Icahn School of Medicine at Mount Sinai, NY, NY
Megan C. Edmonds, Parul Agarawl, Tara Balija, Nina A. Bickell
Background: Delays in the initiation of breast cancer treatment (e.g., surgery, chemotherapy, adjuvant endocrine therapy) contributes to breast cancer survival disparities. Yet, the use of a cancer dashboard to assess and inform real time assessments of the timing of surgery and systemic treatment by race/ethnicity is unclear. The purpose of this study is to investigate whether a cancer disparities dashboard can be used to assess racial/ethnic differences in the initiation of first line of treatment and timeliness of breast cancer surgery.

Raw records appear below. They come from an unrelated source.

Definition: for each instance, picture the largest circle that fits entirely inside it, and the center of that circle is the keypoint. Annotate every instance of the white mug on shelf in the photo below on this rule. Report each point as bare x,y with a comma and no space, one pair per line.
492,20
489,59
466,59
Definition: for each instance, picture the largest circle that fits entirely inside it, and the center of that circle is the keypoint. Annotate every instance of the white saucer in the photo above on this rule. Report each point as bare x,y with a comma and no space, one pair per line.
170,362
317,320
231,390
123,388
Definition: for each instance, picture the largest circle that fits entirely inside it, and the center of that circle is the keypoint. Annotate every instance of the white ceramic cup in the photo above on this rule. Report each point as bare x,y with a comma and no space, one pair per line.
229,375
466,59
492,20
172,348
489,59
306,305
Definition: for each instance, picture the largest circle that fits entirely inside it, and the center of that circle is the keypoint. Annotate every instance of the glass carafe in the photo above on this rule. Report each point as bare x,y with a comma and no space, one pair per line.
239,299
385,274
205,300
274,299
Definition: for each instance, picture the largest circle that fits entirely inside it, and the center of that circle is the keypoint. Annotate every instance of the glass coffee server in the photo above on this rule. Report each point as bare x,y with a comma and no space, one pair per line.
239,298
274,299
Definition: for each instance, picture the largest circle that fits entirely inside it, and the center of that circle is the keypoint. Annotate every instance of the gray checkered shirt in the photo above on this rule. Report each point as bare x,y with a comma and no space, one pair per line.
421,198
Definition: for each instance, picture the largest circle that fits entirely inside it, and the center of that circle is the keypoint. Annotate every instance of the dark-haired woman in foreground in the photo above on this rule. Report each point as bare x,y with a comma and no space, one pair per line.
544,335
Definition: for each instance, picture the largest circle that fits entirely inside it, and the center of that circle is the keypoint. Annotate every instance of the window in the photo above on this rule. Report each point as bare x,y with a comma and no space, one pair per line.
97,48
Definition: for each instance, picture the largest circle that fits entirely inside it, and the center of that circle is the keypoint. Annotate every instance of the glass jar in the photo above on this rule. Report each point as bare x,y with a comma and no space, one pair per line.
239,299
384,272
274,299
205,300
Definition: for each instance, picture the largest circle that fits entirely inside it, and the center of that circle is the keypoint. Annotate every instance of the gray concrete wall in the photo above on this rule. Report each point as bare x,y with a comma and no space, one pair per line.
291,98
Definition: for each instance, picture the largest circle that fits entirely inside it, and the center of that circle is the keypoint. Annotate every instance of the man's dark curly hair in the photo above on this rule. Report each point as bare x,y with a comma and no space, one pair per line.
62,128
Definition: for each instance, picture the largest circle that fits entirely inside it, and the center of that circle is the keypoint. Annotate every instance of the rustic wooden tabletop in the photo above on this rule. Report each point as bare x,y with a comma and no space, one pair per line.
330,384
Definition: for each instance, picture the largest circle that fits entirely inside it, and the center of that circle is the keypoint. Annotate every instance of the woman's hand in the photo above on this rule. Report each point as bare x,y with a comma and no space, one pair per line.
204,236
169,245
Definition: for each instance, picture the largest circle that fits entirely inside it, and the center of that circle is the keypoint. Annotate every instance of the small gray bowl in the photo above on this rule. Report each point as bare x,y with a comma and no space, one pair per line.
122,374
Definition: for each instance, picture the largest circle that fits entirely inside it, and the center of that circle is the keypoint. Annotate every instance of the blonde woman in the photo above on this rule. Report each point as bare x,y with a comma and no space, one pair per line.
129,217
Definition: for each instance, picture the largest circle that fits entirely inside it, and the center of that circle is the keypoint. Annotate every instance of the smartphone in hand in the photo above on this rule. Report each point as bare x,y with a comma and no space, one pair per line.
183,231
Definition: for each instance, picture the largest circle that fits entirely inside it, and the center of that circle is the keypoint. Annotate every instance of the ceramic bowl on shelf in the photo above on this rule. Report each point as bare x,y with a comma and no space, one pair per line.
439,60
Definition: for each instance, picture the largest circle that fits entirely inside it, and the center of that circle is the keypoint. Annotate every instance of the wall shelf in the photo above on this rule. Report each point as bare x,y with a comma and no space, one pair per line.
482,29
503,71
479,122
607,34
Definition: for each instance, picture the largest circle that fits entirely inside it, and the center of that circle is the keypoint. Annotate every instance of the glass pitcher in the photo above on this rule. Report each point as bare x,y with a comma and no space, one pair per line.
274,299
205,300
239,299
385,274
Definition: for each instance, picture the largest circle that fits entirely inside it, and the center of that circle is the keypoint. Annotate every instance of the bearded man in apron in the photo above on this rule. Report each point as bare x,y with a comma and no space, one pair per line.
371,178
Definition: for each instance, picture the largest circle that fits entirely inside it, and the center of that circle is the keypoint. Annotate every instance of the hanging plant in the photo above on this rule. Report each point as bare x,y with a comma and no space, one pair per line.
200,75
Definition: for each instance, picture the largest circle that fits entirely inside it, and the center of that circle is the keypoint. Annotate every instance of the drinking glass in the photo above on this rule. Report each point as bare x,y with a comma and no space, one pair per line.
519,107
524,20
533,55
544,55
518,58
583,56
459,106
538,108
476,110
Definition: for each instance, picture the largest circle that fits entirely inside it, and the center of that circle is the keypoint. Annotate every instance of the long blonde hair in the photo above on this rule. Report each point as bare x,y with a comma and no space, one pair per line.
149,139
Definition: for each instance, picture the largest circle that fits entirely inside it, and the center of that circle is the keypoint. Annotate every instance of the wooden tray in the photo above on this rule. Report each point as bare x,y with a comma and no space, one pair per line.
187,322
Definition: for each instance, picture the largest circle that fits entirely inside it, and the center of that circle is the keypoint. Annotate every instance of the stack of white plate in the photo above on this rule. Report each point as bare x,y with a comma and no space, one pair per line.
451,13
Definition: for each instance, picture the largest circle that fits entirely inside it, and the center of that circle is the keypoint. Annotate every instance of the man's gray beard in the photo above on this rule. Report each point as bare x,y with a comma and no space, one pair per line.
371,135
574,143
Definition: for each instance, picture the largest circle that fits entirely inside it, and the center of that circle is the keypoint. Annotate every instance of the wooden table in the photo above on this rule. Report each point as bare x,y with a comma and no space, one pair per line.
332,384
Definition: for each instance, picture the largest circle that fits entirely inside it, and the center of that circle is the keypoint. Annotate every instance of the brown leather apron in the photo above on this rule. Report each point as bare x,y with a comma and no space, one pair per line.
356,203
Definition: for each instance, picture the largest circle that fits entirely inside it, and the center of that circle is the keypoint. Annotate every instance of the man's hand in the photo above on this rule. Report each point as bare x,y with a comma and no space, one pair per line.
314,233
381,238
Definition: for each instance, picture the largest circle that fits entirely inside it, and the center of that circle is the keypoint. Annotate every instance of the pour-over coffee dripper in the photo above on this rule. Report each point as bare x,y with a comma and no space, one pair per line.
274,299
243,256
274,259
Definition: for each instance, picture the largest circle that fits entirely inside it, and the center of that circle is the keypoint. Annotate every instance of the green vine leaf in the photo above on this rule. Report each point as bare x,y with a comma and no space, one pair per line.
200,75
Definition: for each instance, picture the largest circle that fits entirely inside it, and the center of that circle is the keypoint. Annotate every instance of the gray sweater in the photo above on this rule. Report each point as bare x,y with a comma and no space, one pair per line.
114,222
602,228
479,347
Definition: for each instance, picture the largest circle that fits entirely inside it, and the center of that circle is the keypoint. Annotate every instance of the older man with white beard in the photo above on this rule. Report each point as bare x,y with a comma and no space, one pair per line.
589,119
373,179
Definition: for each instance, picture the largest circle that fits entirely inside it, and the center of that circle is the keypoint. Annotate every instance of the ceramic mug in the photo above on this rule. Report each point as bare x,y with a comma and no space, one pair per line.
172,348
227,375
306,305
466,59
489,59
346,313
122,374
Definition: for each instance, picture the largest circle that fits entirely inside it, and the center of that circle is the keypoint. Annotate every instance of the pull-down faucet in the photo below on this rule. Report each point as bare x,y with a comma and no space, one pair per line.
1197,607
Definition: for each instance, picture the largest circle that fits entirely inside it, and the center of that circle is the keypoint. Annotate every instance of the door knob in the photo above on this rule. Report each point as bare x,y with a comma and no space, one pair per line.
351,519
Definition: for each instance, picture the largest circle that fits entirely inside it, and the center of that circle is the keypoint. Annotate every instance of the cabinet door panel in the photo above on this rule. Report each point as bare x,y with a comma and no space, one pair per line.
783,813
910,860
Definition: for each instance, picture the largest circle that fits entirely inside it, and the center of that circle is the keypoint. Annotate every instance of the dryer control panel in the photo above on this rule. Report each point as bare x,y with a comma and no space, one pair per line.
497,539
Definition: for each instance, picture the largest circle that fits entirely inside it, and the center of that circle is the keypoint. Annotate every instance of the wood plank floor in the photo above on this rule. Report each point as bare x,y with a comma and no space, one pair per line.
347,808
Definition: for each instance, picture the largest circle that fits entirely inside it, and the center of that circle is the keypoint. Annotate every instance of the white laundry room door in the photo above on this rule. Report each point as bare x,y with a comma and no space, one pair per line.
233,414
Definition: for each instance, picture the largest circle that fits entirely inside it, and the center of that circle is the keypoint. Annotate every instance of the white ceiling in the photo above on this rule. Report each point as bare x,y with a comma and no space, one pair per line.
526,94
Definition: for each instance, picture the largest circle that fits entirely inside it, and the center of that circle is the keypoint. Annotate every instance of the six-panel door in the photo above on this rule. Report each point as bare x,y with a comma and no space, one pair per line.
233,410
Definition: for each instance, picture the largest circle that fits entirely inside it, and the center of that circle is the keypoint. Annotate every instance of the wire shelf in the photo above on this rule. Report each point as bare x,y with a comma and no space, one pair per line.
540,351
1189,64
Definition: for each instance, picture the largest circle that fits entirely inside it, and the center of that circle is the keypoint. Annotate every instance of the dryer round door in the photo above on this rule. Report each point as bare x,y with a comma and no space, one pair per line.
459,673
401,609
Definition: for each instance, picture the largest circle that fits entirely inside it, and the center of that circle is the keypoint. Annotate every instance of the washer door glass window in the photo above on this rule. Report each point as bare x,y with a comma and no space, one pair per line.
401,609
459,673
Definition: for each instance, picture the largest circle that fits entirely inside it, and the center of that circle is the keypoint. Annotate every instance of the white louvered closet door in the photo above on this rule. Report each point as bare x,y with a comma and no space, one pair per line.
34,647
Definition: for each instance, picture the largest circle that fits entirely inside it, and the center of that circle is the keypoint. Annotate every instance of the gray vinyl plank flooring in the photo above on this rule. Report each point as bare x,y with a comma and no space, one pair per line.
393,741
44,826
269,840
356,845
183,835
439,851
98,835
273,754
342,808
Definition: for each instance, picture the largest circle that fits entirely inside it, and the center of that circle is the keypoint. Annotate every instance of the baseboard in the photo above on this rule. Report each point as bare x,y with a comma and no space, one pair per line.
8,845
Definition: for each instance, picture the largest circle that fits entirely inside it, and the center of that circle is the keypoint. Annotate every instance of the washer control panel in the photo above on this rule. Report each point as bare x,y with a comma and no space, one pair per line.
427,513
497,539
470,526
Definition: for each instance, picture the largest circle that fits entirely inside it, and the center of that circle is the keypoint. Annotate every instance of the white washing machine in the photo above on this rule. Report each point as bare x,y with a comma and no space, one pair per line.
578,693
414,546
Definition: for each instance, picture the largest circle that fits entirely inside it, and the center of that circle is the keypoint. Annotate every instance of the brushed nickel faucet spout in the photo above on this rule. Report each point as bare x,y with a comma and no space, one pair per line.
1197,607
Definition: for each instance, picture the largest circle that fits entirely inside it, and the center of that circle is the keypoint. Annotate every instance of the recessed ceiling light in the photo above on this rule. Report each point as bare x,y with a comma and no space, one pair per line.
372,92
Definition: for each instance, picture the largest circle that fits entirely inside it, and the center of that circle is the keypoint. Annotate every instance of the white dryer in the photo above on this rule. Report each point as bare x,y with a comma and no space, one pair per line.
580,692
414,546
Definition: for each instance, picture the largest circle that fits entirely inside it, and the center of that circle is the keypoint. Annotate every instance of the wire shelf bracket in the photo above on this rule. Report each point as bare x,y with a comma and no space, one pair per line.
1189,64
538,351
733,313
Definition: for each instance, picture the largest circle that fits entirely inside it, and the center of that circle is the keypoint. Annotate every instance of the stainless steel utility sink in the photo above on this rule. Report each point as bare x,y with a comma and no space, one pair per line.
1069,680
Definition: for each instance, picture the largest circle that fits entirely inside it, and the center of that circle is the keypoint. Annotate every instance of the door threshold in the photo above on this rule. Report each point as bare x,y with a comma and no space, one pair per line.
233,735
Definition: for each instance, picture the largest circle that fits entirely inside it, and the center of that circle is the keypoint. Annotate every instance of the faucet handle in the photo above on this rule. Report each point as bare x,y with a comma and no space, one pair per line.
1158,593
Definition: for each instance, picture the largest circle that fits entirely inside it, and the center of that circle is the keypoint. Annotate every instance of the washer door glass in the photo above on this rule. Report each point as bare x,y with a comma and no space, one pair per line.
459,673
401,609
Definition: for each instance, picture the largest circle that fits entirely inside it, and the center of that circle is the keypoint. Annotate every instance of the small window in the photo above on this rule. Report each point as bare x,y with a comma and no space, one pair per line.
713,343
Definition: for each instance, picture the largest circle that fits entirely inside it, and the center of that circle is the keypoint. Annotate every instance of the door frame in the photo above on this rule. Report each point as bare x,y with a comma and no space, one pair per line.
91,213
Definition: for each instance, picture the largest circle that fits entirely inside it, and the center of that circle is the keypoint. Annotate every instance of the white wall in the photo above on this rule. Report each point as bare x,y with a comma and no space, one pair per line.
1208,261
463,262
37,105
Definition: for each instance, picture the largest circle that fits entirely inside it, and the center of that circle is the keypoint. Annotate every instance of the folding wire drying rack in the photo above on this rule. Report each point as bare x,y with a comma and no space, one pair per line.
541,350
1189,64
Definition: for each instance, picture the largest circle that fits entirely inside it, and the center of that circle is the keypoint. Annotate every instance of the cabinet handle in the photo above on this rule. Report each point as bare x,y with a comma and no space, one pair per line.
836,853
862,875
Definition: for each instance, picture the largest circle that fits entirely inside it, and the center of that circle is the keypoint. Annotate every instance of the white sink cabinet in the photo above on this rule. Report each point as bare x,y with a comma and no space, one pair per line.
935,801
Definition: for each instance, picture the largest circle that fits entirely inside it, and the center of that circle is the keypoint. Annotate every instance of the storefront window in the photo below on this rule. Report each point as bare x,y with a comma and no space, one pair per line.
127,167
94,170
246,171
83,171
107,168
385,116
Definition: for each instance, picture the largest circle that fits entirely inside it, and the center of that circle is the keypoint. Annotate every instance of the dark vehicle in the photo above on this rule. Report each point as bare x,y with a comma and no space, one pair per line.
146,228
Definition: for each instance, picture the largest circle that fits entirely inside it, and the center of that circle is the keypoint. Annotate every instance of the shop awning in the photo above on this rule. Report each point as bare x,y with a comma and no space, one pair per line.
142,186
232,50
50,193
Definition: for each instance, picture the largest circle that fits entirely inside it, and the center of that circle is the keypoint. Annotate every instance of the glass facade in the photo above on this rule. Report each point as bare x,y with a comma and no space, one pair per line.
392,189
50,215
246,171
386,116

Methods: A disparities dashboard was built using data from the tumor registry and the electronic medical record’s Data Warehouse. Key fields assessing patient race/ethnicity, cancer stage, receptor status, surgery type, treatments received and dates of surgery. This retrospective analysis included women diagnosed with a new primary breast cancer who underwent definitive surgery at Mount Sinai Hospital (2010-2020). We defined delays as >8 weeks to treatment initiation, and delay to breast surgery as > 6 weeks from diagnosis. Chi-square and t tests were used to assess independent variables (e.g., stage, age) by race/ethnicity. Patient-level multivariable logistic regression was used to evaluate the association between race/ethnicity and delays to initiation of first treatment and surgical delays. Results: Of 8,403 women identified (46.5% non-Hispanic White, 17.7% Black, 16.9% Hispanic), 64.5% had stage I cancer, 80.8% had estrogen receptor cancer. 18.5% of the sample had delays to initial treatment and 42.6% experienced delays to surgery. After adjusting for stage, age and receptor status Black patients compared to non-Hispanic White patients had the greatest likelihood of delayed initial treatment (OR: 3.03; 95% CI:2.6-3.5) or surgery delays (OR:2.45; 95% CI:2.1-2.8). With regards to clinical/sociodemographic factors younger patients (22-39 vs. 40-64; p<0.001), mastectomy surgery type (; p=0.031), higher stage (stage 3 vs.1; p<0.0001), HER2 and TNBC receptor status (vs. ER; p<0.0001),) were more likely to experience surgery delays. Conclusions: Breast cancer treatment delays were more common among minoritized patients compared to White counterparts. A Disparities Dashboard can be used to assess differences in care. These data can be used to inform quality initiatives to improve cancer care delivery for at-risk patient populations who experience worse cancer outcomes.